Les livres recette du deuil se trompent tous. Le soi n’est pas diminué de moitié au décès de l’autre. Ce parce que le soi, ni l’autre, ne se sont jamais diminués de moitié pour accueillir l’autre et faire avec elle un entier. Puisque le soi et l’autre restent entier dans leur relation, l’annihilation de l’autre ne laisse pas un soi diminué d’une moitié qu’il aurait à reconstruire comblant une demi-partie manquante.
Ces livres se trompent parce qu’ils ne connaissent rien de la relation, ne comprennent rien de la communauté de relation, accrochés qu’ils sont à sa brisure.

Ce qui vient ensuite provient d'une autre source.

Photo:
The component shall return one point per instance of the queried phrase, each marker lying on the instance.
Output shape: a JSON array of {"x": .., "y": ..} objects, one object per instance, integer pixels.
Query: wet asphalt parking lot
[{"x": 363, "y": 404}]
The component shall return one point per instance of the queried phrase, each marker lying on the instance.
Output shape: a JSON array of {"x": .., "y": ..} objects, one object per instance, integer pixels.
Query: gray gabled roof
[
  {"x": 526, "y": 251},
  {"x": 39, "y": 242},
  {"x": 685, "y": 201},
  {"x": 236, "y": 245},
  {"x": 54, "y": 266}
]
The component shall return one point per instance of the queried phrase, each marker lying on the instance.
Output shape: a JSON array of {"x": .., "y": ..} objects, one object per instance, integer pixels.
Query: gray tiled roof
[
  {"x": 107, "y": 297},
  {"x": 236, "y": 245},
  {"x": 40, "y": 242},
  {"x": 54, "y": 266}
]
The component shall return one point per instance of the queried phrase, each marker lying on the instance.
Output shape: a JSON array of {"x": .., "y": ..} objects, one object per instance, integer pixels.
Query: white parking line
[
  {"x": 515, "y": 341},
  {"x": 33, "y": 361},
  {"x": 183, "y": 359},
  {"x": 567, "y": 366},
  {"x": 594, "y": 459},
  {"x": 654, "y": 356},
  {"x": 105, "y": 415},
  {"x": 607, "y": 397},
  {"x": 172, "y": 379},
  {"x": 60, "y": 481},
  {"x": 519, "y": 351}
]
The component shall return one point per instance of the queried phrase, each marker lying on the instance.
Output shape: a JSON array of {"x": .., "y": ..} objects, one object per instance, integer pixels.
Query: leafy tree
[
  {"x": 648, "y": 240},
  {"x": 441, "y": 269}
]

Dans la relation, le soi reste entier autant que l’autre qui est entier. Ce que la relation fait naître, c’est une espace entre soi et l’autre, et cet espace est le monde, est le sens, est l’entier du réel. Il est la demeure (Hof, home), il est la communauté qui fait exister et le soi et l’autre.
Cet espace construit par et pour l’un et l’autre, entre l’un et l’autre, est dans la relation la seule raison de vivre de l’un et de l’autre.
La mort de l’autre n’est pas pour soi sa mort, sa disparition – ceci est de peu de peine. Ce n’est pas non plus l’amputation d’une moitié de soi – qui n’est qu’une scandaleuse erreur de compréhension. La mort de l’autre c’est la ruine, le désastre, l’annihilation de l’espace commun, de la demeure. La mort de l’autre prive le soi non de lui-même mais de sa seule raison de vie, de la vie, du réel, du sens ; elle le prive de monde. Le soi qui reste vit sans exister (ex-ister, à savoir vivre avec un dehors). Il ne survit que sans monde, en lui et pour un lui privé de sens, exilé à tout jamais de la vie.
On pourra dire que Romain, notre fils, désormais le mien seul, est celui qui a été créé par cette communauté de relation, et qu’avec lui je puis la faire perdurer. Il n’en est rien : la relation à l’enfant est de responsabilité - dépendance, ce n’est pas une relation libre (d’où l’immémorial tabou de l’inceste). Il est le tiers de notre relation, le reste, la ruine qui en témoigne.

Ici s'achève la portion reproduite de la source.